CompilerIf #PB_Compiler_IsMainFile
; GetArtistNameFromID is only for the Test example below
Procedure.s GetArtistNameFromID(ID)
Protected ArtistName$
PushListPosition(MyTable())
ForEach MyTable()
If MyTable()\Field$(0) = Str(ID)
ArtistName$ = MyTable()\Field$(1)
Break
EndIf
Next
PopListPosition(MyTable())
ProcedureReturn ArtistName$
EndProcedure
; GetBioFromID is only for the Test example below
Procedure.s GetBioFromID(ID)
Protected Bio$
PushListPosition(MyTable())
ForEach MyTable()
If MyTable()\Field$(0) = Str(ID)
Bio$ = MyTable()\Field$(2)
Break
EndIf
Next
PopListPosition(MyTable())
ProcedureReturn Bio$
EndProcedure
CompilerEndIf
Procedure.s GetColValueFromID(Col, ID)
Protected Value$
If Col < 0 : ProcedureReturn : EndIf
PushListPosition(MyTable())
FirstElement(MyTable())
If Col <= ArraySize(MyTable()\Field$())
ForEach MyTable()
If MyTable()\Field$(0) = Str(ID)
Value$ = MyTable()\Field$(Col)
Break
EndIf
Next
EndIf
PopListPosition(MyTable())
ProcedureReturn Value$
EndProcedure
Procedure.s GetValueFromID(Field$, ID)
Protected Value$, ID$, CountField, Col = #PB_Default, I
PushListPosition(MyTable())
FirstElement(MyTable())
CountField = ArraySize(MyTable()\Field$())

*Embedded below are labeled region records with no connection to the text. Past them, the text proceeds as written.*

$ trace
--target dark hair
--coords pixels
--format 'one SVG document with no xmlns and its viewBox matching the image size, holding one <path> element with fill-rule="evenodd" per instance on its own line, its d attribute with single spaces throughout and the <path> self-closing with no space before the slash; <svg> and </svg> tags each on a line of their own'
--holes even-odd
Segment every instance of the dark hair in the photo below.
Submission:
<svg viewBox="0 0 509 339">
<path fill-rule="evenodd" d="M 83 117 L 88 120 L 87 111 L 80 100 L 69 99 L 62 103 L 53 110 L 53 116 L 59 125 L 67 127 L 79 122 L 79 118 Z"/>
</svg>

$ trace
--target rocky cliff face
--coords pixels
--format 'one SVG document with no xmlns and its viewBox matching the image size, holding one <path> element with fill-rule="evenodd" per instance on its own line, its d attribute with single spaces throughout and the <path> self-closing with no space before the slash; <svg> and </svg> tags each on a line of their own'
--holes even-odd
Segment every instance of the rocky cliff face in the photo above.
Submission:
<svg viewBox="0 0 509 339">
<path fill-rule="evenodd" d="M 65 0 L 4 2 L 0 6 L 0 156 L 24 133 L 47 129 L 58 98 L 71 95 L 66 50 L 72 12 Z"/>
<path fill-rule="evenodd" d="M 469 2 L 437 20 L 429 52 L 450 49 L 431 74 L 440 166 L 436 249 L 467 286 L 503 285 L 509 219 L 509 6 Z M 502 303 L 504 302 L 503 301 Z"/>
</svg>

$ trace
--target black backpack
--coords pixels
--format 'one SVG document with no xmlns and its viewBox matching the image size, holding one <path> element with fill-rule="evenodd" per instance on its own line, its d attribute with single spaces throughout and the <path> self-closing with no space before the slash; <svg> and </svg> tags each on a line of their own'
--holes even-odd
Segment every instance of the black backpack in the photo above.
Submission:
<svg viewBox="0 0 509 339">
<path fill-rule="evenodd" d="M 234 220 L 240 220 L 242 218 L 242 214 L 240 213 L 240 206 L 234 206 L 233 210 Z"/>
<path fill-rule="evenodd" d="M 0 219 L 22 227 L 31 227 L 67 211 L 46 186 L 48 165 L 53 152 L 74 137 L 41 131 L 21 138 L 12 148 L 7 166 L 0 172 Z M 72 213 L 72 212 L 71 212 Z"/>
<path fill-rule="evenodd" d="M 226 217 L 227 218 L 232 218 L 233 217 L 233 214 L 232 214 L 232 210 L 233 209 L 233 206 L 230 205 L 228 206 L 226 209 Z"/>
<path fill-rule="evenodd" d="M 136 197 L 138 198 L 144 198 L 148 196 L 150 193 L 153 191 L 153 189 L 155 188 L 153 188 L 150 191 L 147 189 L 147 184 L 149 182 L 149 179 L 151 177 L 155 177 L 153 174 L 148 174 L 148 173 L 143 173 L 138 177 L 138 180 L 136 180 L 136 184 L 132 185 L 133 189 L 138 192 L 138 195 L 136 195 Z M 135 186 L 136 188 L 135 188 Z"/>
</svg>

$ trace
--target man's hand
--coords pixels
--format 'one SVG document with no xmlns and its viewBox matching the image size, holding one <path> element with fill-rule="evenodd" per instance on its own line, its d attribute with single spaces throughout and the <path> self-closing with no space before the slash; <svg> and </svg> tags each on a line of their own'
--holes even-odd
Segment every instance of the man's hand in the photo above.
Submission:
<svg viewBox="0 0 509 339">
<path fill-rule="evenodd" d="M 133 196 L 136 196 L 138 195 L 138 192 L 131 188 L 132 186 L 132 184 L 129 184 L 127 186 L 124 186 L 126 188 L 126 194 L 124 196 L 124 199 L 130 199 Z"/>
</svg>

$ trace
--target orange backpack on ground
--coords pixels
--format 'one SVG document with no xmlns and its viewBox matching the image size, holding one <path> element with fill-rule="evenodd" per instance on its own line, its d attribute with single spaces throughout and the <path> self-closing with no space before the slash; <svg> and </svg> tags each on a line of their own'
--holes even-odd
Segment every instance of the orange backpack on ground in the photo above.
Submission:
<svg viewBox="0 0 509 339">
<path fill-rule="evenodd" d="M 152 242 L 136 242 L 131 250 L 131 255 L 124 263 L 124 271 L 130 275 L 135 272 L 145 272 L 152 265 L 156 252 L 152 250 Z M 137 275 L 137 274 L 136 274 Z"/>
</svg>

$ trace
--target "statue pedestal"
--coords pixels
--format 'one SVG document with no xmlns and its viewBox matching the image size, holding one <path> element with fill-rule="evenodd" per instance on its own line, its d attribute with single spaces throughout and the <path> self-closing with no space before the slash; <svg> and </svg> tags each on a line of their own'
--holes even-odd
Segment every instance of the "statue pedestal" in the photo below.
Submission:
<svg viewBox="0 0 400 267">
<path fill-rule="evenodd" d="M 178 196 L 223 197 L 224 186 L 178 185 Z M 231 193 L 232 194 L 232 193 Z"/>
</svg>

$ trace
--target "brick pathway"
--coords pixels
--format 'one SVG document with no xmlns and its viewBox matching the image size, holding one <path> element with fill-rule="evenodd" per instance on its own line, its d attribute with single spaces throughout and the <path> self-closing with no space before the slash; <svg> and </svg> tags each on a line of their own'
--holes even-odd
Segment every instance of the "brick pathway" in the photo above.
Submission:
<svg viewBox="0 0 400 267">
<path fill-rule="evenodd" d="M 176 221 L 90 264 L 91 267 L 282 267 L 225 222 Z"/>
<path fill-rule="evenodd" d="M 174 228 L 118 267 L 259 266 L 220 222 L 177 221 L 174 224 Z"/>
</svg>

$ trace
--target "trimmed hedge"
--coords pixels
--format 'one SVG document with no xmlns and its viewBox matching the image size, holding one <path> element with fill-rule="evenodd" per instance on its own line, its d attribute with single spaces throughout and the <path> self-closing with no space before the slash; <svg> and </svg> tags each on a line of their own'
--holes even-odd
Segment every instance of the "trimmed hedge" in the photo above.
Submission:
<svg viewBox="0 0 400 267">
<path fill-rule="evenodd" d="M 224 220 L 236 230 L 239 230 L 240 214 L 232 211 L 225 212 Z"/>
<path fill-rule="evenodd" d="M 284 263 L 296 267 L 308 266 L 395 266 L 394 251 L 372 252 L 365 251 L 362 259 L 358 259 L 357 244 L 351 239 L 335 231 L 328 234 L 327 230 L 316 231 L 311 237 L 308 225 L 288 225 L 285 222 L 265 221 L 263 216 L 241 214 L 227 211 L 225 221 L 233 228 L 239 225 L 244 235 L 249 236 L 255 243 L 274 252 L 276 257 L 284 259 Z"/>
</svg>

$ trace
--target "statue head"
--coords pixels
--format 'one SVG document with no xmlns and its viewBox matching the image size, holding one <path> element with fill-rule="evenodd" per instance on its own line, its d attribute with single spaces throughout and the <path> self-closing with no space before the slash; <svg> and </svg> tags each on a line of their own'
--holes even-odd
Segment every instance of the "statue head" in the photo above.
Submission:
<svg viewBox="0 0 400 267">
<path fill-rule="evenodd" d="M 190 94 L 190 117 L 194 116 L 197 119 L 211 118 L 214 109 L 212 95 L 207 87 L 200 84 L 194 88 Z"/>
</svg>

; Check case-insensitive header fields to make life easier
Field$ = UCase(Field$)
For I = 0 To CountField
If UCase(MyTable()\Field$(I)) = Field$
Col = I
Break
EndIf
Next
If Col <> #PB_Default
ID$ = Str(ID)
ForEach MyTable()
If MyTable()\Field$(0) = ID$
Value$ = MyTable()\Field$(Col)
Break
EndIf
Next
EndIf
PopListPosition(MyTable())
ProcedureReturn Value$
EndProcedure
Procedure LoadCSV(Filename$)
Protected File, Line$, NbLine, CountHeaderField, CountField, ReturnVal = #True, I
Protected Dim StringArray.s(0)
File = ReadFile(#PB_Any, Filename$)
If File
NbLine + 1
Line$ = ReadString(File)
CountHeaderField = SplitStringArray(Line$, ",", StringArray(), #True) - 1
AddElement(MyTable())
ReDim MyTable()\Field$(CountHeaderField)
For I = 0 To CountHeaderField
MyTable()\Field$(I) = StringArray(I)
Next
While Not Eof(File)
NbLine + 1
Line$ = ReadString(File)
CountField = SplitStringArray(Line$, ",", StringArray(), #True) - 1
If CountField = CountHeaderField
AddElement(MyTable())
ReDim MyTable()\Field$(CountField)
For I = 0 To CountField
MyTable()\Field$(I) = StringArray(I)
Next
Else
If MessageRequester("Warning", "Line " + Str(NbLine) +", Number of fields = " + Str(CountField+1) + ", does Not match header fields count = " + Str(CountHeaderField+1) +
#CRLF$+#CRLF$+ "Continue loading the csv table, ignoring this line ?", #PB_MessageRequester_YesNo | #PB_MessageRequester_Warning) = #PB_MessageRequester_No
ClearList(MyTable())
ReturnVal = #False
Break
EndIf
EndIf
Wend
CloseFile(File)
ProcedureReturn ReturnVal
EndIf
EndProcedure
CompilerIf #PB_Compiler_IsMainFile
Define Filename$ = "E:\Temp\Test.csv"
Define OutPut$, CountField, I
If LoadCSV(Filename$)
ForEach MyTable()
If CountField = 0 : CountField = ArraySize(MyTable()\Field$()) : EndIf
OutPut$ = ""
For I = 0 To CountField
If I = 0
OutPut$ + MyTable()\Field$(I)
Else
OutPut$ + " | " + MyTable()\Field$(I)
EndIf
Next
Debug OutPut$
Next
Debug "-----"
Debug "ArtistName From ID = 8 : " + GetArtistNameFromID(8)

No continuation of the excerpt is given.